— Нет… Не желудок. Это у тебя такое, о чем никому не надо говорить вслух… Особенно — мужчинам..

Ничего ровным счетом Рита не понимала ни в этих, ни в других болезнях — высокая, тоненькая, даже хрупкая, она переболела множеством болезней в раннем детстве, а теперь была совершенно здоровой девушкой, болезни представлялись ей чем-то отвлеченным, таким же, как, например, старость.
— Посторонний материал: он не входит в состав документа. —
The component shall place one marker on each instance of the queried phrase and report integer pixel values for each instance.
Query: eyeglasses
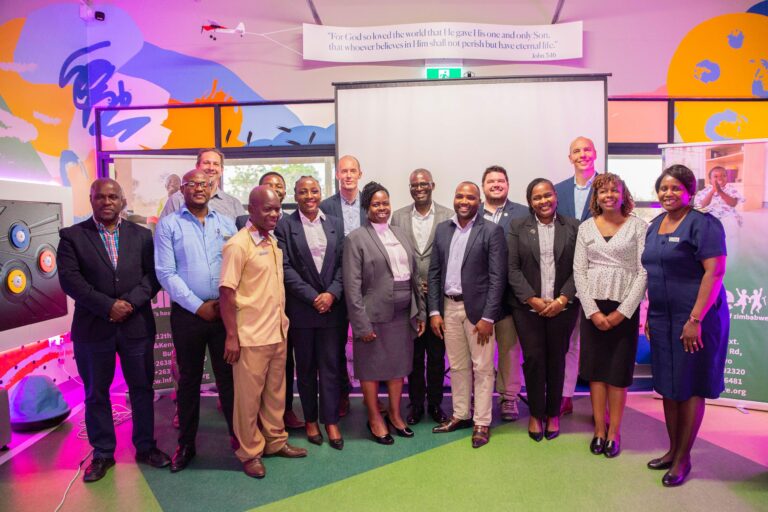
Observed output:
(196, 184)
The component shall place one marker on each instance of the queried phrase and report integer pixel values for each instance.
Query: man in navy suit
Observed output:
(467, 280)
(106, 265)
(573, 198)
(345, 205)
(500, 210)
(312, 247)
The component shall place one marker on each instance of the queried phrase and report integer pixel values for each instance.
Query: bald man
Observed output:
(106, 265)
(253, 309)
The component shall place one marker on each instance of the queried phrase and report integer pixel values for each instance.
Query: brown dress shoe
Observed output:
(254, 468)
(288, 451)
(291, 420)
(480, 436)
(451, 425)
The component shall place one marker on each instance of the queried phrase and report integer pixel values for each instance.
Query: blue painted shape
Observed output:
(193, 77)
(707, 71)
(759, 8)
(304, 135)
(52, 33)
(727, 116)
(736, 39)
(758, 87)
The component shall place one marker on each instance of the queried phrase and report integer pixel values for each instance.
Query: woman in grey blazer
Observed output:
(385, 308)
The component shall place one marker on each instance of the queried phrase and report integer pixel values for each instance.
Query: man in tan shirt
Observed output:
(252, 302)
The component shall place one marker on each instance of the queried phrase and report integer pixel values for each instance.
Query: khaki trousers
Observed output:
(259, 377)
(508, 378)
(462, 349)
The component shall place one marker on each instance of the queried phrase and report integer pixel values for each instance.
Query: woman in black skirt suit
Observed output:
(611, 281)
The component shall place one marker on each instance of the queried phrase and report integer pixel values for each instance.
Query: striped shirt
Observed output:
(111, 240)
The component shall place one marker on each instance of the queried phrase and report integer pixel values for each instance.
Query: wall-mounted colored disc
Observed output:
(46, 261)
(19, 236)
(16, 281)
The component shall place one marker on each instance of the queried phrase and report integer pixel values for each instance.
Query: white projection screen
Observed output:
(457, 128)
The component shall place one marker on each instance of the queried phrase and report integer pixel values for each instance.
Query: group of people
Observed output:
(561, 275)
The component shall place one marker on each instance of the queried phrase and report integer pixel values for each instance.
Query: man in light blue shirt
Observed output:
(573, 198)
(188, 245)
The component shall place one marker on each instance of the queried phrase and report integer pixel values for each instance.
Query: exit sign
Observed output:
(443, 73)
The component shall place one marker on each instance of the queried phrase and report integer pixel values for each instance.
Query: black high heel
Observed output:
(386, 439)
(402, 432)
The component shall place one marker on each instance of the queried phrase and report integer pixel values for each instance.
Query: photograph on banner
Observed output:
(732, 186)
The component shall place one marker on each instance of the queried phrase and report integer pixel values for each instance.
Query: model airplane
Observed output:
(214, 28)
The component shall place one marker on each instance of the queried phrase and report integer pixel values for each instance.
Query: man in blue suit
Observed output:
(573, 198)
(500, 210)
(345, 205)
(467, 279)
(312, 246)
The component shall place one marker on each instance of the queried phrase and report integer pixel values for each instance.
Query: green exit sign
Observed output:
(443, 73)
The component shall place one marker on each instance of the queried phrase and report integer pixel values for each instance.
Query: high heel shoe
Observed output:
(668, 480)
(402, 432)
(612, 448)
(386, 439)
(659, 463)
(597, 446)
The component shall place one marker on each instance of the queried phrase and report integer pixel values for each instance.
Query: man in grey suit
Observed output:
(573, 197)
(345, 205)
(500, 210)
(419, 220)
(467, 279)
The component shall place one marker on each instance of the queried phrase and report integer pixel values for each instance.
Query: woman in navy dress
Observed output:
(687, 315)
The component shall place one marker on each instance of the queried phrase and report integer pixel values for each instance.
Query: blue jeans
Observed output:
(96, 365)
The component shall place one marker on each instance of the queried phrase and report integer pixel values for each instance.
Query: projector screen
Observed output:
(457, 128)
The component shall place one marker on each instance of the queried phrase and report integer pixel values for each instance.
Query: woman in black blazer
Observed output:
(544, 303)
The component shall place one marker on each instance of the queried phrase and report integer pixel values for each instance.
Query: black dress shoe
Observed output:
(659, 463)
(437, 414)
(415, 414)
(154, 458)
(182, 457)
(401, 432)
(670, 480)
(451, 425)
(385, 439)
(612, 448)
(597, 446)
(97, 469)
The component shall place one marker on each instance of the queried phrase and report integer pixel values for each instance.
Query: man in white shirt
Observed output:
(419, 221)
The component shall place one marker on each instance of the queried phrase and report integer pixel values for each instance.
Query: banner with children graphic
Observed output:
(732, 186)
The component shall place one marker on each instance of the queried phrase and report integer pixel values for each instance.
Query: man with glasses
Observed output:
(188, 254)
(419, 221)
(211, 162)
(500, 210)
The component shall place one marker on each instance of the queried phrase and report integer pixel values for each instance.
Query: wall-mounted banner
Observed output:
(443, 40)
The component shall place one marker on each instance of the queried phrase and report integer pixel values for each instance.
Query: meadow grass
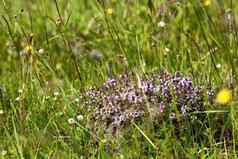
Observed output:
(52, 52)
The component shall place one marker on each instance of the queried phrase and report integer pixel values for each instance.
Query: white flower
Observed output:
(161, 24)
(71, 121)
(79, 117)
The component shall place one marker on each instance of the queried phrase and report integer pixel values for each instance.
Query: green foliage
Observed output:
(79, 43)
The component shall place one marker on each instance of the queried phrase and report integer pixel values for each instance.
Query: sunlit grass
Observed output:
(81, 44)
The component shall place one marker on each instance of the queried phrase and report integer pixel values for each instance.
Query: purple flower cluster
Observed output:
(123, 99)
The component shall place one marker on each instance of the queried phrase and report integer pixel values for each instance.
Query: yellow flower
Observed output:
(207, 2)
(224, 96)
(109, 11)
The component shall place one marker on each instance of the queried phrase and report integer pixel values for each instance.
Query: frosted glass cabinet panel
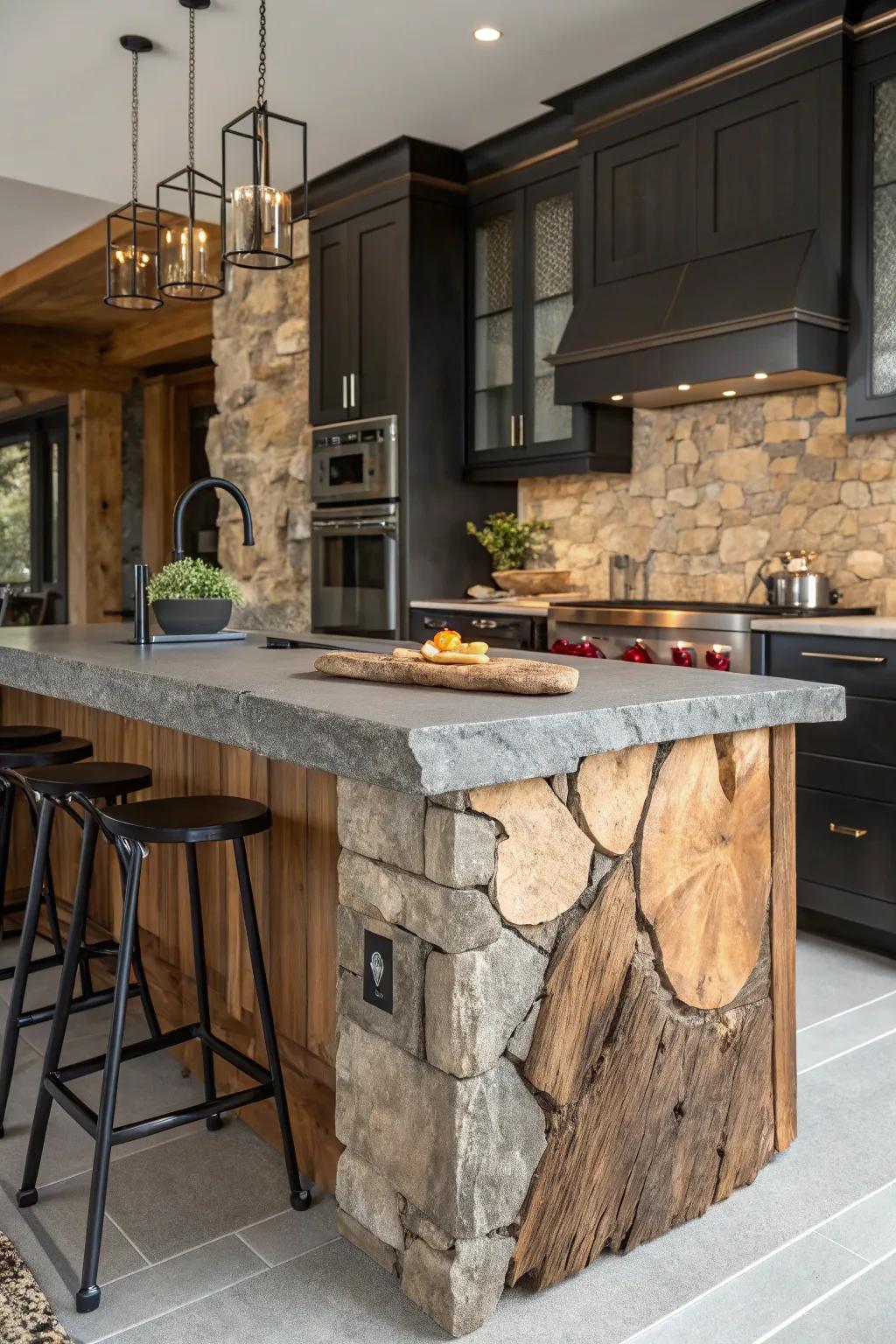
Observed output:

Однако она произнесла свой диагноз с необыкновенным значением. Потом подумала: «А вдруг Онежка и в самом деле больна? Вдруг захворает? Умрет?» Засмеялась над собой: «Пустяки! Будем проезжать через какое-нибудь большое село, скажу Лопареву или Рязанцеву, что Онежка нездорова, и пошлю ее в амбулаторию! Сама она этого не сделает — глупая, стеснительная…»

— И потом, — сказала Рита, — если ты скажешь, что нездорова, подумают, что ты ленишься. Отлыниваешь от работы. Уж так устроены все люди — им обязательно нужно кого-нибудь в чем-нибудь подозревать! Они без этого не могут!

Онежка не спала в эту ночь. Ритины слова ее смутили, испугали… Какие-то предчувствия ее тревожили, до самого утра она пыталась их прогнать, говорила себе, что она трусиха, упрекала себя.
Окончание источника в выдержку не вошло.